L’apparition du ressuscité à l’apôtre Thomas aura lieu, de même, un huitième jour : « Huit jours après, ses disciples étaient de nouveau dans la maison… » Evangile de Jean 2O,26

C’est là une utilisation qui peut être dite réthorico-symbolique. Elle suppose, en tous cas, une sensibilité à la valeur qualitative du nombre.

• 666 : les crises de la fin  

Dans le langage de l’Apocalypse, les crises de la fin vont être symbolisées par un nombre qui a suscité les explications les plus étonnantes, voire les plus délirantes : 666. C’est un nombre triangulaire (T36 = 666).

Le nombre 36 (= C6 = T8) a une double signification. En tant que carré de 6, il réfère à la totalité de la création qui s’achève.
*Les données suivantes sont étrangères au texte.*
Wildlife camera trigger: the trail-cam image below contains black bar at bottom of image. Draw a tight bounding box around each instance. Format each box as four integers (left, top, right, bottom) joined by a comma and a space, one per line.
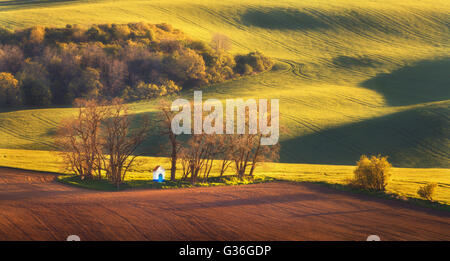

En tant que triangulaire de 8, il réfère au « huitième jour » qui est le premier de la nouvelle semaine. 666 -triangulaire de 36- est ainsi le nombre qui symbolise à la fois le temps des crises de la fin et le commencement difficile d’un monde nouveau :
« C’est ici qu’intervient la sagesse. Que celui qui a de l’intelligence calcule le chiffre de la bête. Car c’est un nombre d’humain : son nombre est 666.» Apocalypse 13,18.

C’est, certes, un nombre d’humain puisque ce n’est pas un nombre de Dieu. De là, de savants efforts pour trouver de quel « homme » il pouvait s’agir. Les solutions proposées ont été nombreuses. Même s’il a fallu pour cela changer 666 en 616 (variante de quelques manuscrits). Au cours de l’histoire, on a y vu Luther  et même Hitler ! Les valeurs numériques des lettres ont permis de faire des calculs jugés, en leur temps, édifiants.

En général, on s’arrête aujourd’hui à l’empereur Néron. Evidemment, cela suppose une seule orthographe  hébraïque  (NRWN QSR : Néron César). Toute autre transcription serait fausse. Mais naturellement, le nom d’un personnage historique peut avoir été visé par l’auteur du texte.

En fait, peu importe le nom de la « bête » qui persécute les justes : chaque époque a le sien. Ce qui est permanent est un nombre jugé significatif - et de racine symbolique 6 et 8, par le biais du nombre 36.

Ces équivalences sont cependant loin d’être claires pour les modernes. La valeur qualitative des nombres et leur utilisation symbolique est souvent devenue étrangère à nos modes de pensée.